About Tone Ladder
Tone Ladder exists because most digital colour systems are built around a very narrow idea of what colour variation looks like. We lighten, we darken, we maybe tweak saturation — and we accept the results even when they feel flat or slightly wrong.
This tool explores an alternative approach: generating colour ramps as if they were being seen under coloured light, rather than simply scaled toward white and black.
Scaling colour vs lighting colour
Most colour tools build tonal ramps by scaling a colour towards white and black. The maths are tidy and the results are predictable — and, if you look closely, a little dead. Every step is the same hue at a different brightness.
Real light doesn’t behave like that. A warm light shifts highlights towards amber and pushes shadows towards blue-violet. A cool light does the reverse. Painters have worked with this for centuries: you don’t just add white for a highlight, you change the hue. Temperature and value move together, and that interplay is a big part of what makes colour feel lit rather than merely adjusted.
Tone Ladder tries to encode that behaviour. Give it a base colour and a light temperature, and it generates a ramp where steps respond to that light — not just lighter/darker, but gently shifting in hue the way a surface would under coloured illumination.
Temperature as a design control
The idea behind Tone Ladder is to borrow some theory from the art world and see whether it can lead to more expressive, engaging colour. We introduce lighting temperature to the ramp generation process, but rather than allow light to be any colour, we've mapped it on a scale of warm to cool.

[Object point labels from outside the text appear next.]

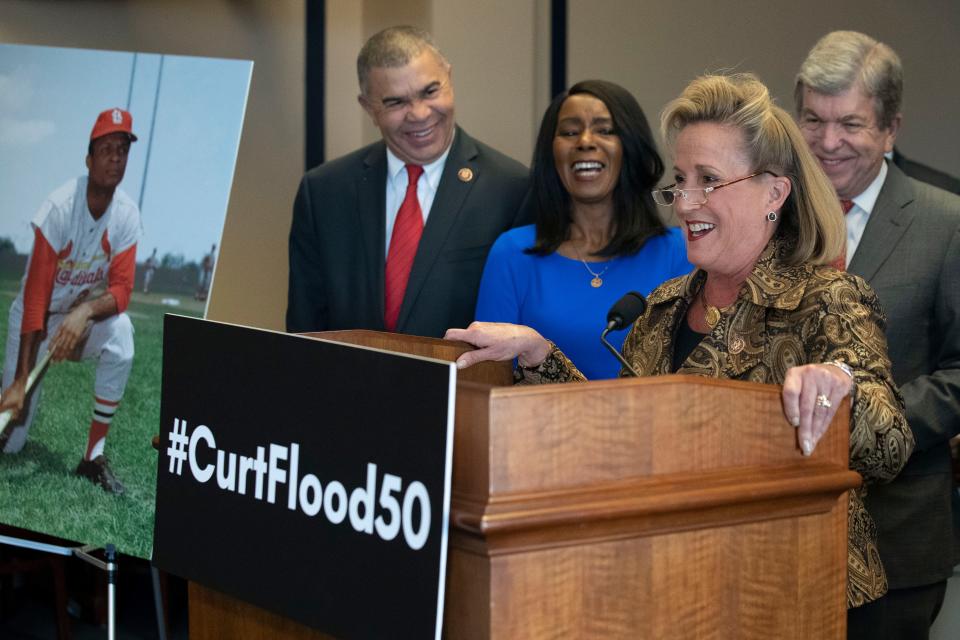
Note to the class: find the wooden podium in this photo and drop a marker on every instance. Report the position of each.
(666, 507)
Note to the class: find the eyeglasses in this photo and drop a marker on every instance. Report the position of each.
(668, 195)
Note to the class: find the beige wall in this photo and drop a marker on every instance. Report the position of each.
(500, 53)
(654, 48)
(250, 286)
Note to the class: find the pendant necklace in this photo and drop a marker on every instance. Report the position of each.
(597, 281)
(711, 314)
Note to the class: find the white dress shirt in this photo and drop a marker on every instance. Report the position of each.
(859, 214)
(397, 179)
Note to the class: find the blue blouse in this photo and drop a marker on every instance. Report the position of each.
(553, 294)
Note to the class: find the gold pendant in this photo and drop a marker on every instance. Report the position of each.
(712, 315)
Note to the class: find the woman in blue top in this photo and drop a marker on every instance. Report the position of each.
(597, 233)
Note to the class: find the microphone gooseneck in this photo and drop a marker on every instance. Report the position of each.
(622, 314)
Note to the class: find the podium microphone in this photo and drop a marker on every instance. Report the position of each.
(623, 313)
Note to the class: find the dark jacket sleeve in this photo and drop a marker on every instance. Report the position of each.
(306, 295)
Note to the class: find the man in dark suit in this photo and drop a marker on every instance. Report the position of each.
(395, 235)
(903, 237)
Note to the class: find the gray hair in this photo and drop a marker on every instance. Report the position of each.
(391, 48)
(842, 59)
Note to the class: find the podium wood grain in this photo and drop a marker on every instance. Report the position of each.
(671, 507)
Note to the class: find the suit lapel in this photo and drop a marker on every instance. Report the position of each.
(889, 220)
(447, 205)
(371, 210)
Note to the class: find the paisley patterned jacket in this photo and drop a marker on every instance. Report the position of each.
(787, 316)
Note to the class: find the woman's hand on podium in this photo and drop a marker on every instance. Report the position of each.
(501, 341)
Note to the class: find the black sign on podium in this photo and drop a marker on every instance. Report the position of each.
(307, 477)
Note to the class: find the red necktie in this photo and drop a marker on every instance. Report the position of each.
(841, 261)
(407, 230)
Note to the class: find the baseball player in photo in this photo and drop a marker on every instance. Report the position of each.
(78, 281)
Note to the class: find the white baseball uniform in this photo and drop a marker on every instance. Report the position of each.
(74, 258)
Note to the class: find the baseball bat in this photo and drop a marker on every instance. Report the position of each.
(38, 368)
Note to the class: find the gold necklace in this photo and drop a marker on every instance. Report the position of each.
(711, 314)
(597, 281)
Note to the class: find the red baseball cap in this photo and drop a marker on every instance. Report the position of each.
(112, 121)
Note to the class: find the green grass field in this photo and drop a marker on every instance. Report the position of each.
(38, 490)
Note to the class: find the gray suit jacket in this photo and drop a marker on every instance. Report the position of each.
(910, 254)
(338, 240)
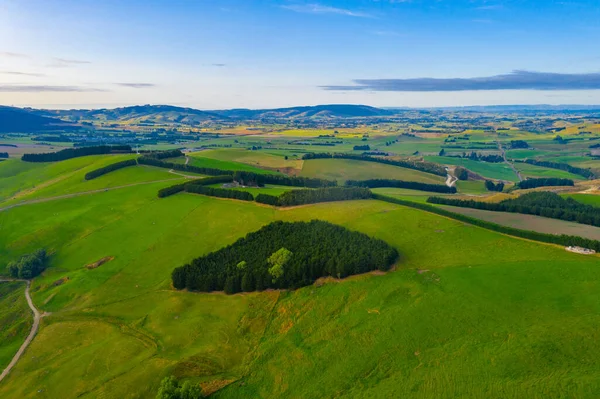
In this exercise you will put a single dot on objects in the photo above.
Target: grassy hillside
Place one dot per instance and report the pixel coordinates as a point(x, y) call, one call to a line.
point(260, 159)
point(349, 169)
point(477, 323)
point(198, 159)
point(498, 171)
point(15, 319)
point(23, 181)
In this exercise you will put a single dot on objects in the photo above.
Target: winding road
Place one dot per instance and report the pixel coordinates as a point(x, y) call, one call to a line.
point(36, 324)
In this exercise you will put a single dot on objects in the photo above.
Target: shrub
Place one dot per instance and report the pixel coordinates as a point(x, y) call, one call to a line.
point(286, 255)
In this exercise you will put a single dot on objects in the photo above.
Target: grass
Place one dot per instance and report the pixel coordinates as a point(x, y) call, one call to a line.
point(15, 318)
point(534, 171)
point(349, 169)
point(22, 181)
point(587, 199)
point(487, 315)
point(197, 159)
point(531, 222)
point(267, 189)
point(497, 171)
point(259, 159)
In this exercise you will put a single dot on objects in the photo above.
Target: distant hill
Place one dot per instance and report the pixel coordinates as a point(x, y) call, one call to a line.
point(308, 112)
point(18, 120)
point(139, 114)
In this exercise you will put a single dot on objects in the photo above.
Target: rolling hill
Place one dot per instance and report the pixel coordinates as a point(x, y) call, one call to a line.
point(17, 120)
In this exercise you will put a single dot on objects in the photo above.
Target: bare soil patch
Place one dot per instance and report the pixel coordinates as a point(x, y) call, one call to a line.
point(99, 262)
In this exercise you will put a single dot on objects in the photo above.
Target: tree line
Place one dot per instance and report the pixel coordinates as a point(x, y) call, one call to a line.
point(29, 266)
point(109, 168)
point(285, 255)
point(256, 179)
point(588, 174)
point(544, 182)
point(410, 185)
point(491, 186)
point(219, 192)
point(167, 191)
point(242, 177)
point(543, 203)
point(69, 153)
point(562, 239)
point(427, 167)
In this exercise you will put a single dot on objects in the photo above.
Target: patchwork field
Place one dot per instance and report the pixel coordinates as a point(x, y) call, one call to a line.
point(349, 169)
point(466, 312)
point(260, 159)
point(531, 222)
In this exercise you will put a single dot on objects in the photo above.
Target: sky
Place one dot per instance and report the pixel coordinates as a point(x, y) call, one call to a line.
point(215, 54)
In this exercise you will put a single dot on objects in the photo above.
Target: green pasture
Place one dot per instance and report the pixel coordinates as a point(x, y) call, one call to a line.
point(467, 312)
point(496, 171)
point(350, 169)
point(15, 318)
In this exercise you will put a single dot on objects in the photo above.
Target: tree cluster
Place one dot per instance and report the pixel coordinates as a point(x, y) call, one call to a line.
point(69, 153)
point(147, 160)
point(165, 154)
point(109, 168)
point(562, 239)
point(29, 266)
point(219, 192)
point(544, 182)
point(490, 158)
point(427, 167)
point(562, 166)
point(170, 388)
point(542, 203)
point(461, 173)
point(410, 185)
point(491, 186)
point(207, 181)
point(259, 180)
point(285, 255)
point(518, 144)
point(365, 147)
point(328, 194)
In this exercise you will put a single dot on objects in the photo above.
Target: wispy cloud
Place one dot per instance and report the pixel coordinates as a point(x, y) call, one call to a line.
point(386, 33)
point(18, 73)
point(43, 88)
point(315, 8)
point(137, 85)
point(13, 55)
point(66, 62)
point(516, 80)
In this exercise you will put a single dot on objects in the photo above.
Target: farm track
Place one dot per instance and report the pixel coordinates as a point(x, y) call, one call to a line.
point(451, 180)
point(512, 166)
point(40, 200)
point(34, 328)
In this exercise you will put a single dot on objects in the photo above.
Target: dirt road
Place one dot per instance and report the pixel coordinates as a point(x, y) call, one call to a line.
point(507, 162)
point(37, 201)
point(36, 323)
point(451, 180)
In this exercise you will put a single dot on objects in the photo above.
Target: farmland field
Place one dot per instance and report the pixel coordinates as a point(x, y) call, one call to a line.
point(497, 171)
point(531, 222)
point(15, 319)
point(151, 331)
point(349, 169)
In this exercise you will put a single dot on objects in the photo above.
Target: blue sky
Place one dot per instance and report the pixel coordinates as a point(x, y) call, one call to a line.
point(266, 53)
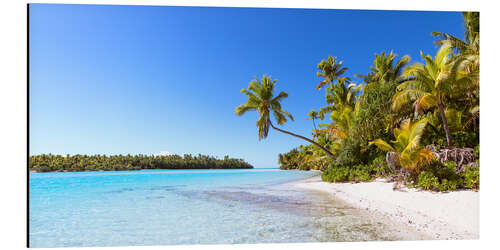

- Warm temperature: warmer highlights, cooler shadows.
- Cool temperature: cooler highlights, warmer shadows.
- Neutral temperature: a clean tonal ramp with no hue shift.
Temperature sets the direction, and the strength (how far you move the slider in either direction) sets how much of that temperature shows up in the ramp. Push it gently and the shifts are subtle. Push it harder and the colour starts to travel.
In Conservative mode you’ll usually get subtler, more UI-friendly variants. In Painterly mode the shifts are more obvious — and if it gets weird, you can always pull the strength back.Your base colour always sits at the midpoint, unchanged. Everything else is the tool’s interpretation of how light behaves around it.
Perceptual spacing
There’s a subtler issue with conventional ramps: even if the lightness steps are mathematically even, they don’t always look even. The eye doesn’t experience lightness, chroma, and hue separately — a step that shifts hue and saturation can feel larger than one that only changes brightness.
Tone Ladder measures perceptual distance between steps (using OKLab) and redistributes them so the ramp reads as evenly stepped to the human eye.
Seeing weird hues?
Some tone ladders will feel surprising or uncomfortable — a blue under warm light can develop violet shadows; a yellow under cool light can go olive in the darks. That’s often the colour theory showing its hand, and sitting with it is part of building intuition.
Not every output will be usable, and that’s fine. Sometimes the most valuable thing a ramp can do is show you a relationship you wouldn’t have reached by hand — even if you end up dialling the temperature back towards neutral.
And if something feels wrong in a way that seems genuinely broken rather than merely unfamiliar, that’s worth investigating.